Do you really want a piano?
As strange as that may sound, many people buy a piano for its look and forget that a piano is a musical instrument. Many pianos are fine furniture, some with investment potential. It is however, first and foremost an instrument for the making of beautiful music.
How to get your money's worth in your piano purchase.
Choosing the right piano at the right price can be very difficult. Ask yourself these questions:
- How much are you willing to spend?
A good quality piano whether new or used is an expensive purchase. Determine your limit before you start looking as the differences in the prices are overwhelming.

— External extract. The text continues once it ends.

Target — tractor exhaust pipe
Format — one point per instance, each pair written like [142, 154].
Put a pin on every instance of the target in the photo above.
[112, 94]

- What size is right for you?
Pianos come in two basic shapes. Verticals (uprights) and horizontal (grand's). Grand pianos which include "Baby Grand's" take up more space and usually cost more. The larger the piano, the better it will sound. Many large vertical pianos have better sound quality than small grands. Buy the largest possible piano for the space and budget.
- Who will be using the piano?
The more proficient the player the more the quality of the piano is an issue. Someone who plays occasionally might be happy with a lesser instrument. Whereas a student will need at minimum, a piano that is completely functional, capable of being tuned at A-440 standard pitch, and must be able to hold that tuning for a period of time. An instrument that falls short of the expectations of the musician will not promote a willingness to practice and will result in a poor musical education. It is more fun to practice on a good instrument than a bad one.
- What brand is best?
The answer will be extremely subjective as there are many subtle differences. The buyer must keep in mind their budget and needs when choosing brands. Do not let dealers talk down a certain brand just because they do not carry it in their store. When looking for used pianos especially older ones, there are literally hundreds of different pianos brands that may be available. Mainly the condition of the piano should out-weigh the name brand in your decision A piano that once was great may need much work to bring it back to its original glory. Reconditioning is a solution to returning that once great piano to it's original vibrancy and value. Make sure if your buying a restored instrument from a rebuilder to get a warranty or guarantee on the piano.
- Where to buy?
Dealers usually carry different brands in different price ranges. They also have used pianos they have taken on trade. When shopping for new, look for quality and price not necessarily only by brand. Choose a dealer who is knowledgeable and has a good reputation. If you are unsure of the dealer or are considering a used piano from a private party then find a technician that can give you a professional evaluation about any of the pianos which you are looking. Money spent on the technicians time will be money saved in the long run especially if the piano has problems you may have missed. You will also need this technician to service the piano on a regular basis and they can determine it's quality and longevity from the very start.
- What to look for in a used piano?
Here are some basic hints when looking at a potential piano for purchase. Play each key to make sure they all sound and play. Make sure the keys do not stick. Listen to how it sounds, is it pleasing to the ear? Be sure the pedals work. How does the case look? Look inside the piano. Are there cracks in the metal plate? If so stay away. A minor crack in the soundboard is not such an issue and rarely affects the tone. Ask about the maintenance history. Play the piano, even if you are a beginner. Do you like the way it looks, feels, and sounds? Remember, this piano will probably be with you and your family for a long time to come.